Not from this converter. The TIFF 6.0 specification does allow multiple image directories (subfiles) inside a single file, but this tool outputs one TIFF per page and delivers a multi-page document as a ZIP of separate images. If you need every page bundled inside a single file, convert your DOCX to PDF instead — PDF is the one-file container that keeps all pages together.
For on-screen review, 150-200 DPI keeps files manageable. For OCR accuracy, 300 DPI is the practical minimum and 400-600 DPI is better for small or dense text, because most OCR engines need roughly 300 DPI of glyph detail to read characters reliably. Going above 600 DPI rarely improves recognition and inflates file size.

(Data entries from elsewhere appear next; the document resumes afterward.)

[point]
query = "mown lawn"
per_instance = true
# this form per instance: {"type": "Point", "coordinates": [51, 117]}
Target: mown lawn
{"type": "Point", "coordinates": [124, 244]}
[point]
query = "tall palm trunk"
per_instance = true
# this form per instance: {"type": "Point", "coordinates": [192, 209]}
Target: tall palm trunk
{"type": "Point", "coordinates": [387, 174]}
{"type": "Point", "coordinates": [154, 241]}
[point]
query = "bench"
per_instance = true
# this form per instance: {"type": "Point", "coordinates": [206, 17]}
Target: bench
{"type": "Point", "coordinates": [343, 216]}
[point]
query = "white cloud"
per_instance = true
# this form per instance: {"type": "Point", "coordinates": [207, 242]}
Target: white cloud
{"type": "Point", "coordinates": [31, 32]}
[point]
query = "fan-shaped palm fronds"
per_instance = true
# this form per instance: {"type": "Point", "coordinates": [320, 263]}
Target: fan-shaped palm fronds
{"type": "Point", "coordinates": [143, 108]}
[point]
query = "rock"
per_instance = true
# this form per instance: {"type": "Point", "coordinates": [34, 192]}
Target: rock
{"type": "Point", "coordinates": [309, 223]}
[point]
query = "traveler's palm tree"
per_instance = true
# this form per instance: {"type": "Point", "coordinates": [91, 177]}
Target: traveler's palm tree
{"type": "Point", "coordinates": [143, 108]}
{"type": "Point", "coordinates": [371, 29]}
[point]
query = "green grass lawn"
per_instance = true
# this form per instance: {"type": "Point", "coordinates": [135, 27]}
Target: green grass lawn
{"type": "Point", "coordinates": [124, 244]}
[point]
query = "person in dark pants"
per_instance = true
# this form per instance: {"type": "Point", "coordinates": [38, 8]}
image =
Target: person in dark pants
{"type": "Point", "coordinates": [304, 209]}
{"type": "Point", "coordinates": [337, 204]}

LZW is lossless and the default expectation for archival color or grayscale TIFFs. CCITT Group 4 (Fax 4) is lossless and extremely compact for pure black-and-white text pages, which is why fax and imaging systems use it. JPEG compression is lossy — it produces the smallest color TIFFs but discards fine detail, so avoid it for archival masters.
No. They are the same format; the two extensions exist only because early DOS systems limited extensions to three characters. A file named report.tif and report.tiff open identically in any TIFF-capable viewer, and you can choose either extension on this page.
TIFF supports lossless compression, multi-page containers, high bit depths, and embedded metadata, and it has a multi-decade tooling history. The U.S. Library of Congress has used TIFF as a still-image archival format since the 1980s and lists it as a preferred preservation format, which is why eDiscovery, medical, and government imaging workflows standardize on it rather than web-oriented formats.
In our testing, a 5-page text-heavy DOCX rendered at 300 DPI with LZW compression produced a ZIP of single-page TIFFs totalling roughly 2-4 MB; the same document at 600 DPI grew to around 8-12 MB. File size scales with DPI, page count, and how much color or imagery each page contains, so drop to LZW grayscale or a lower DPI if size matters more than maximum detail.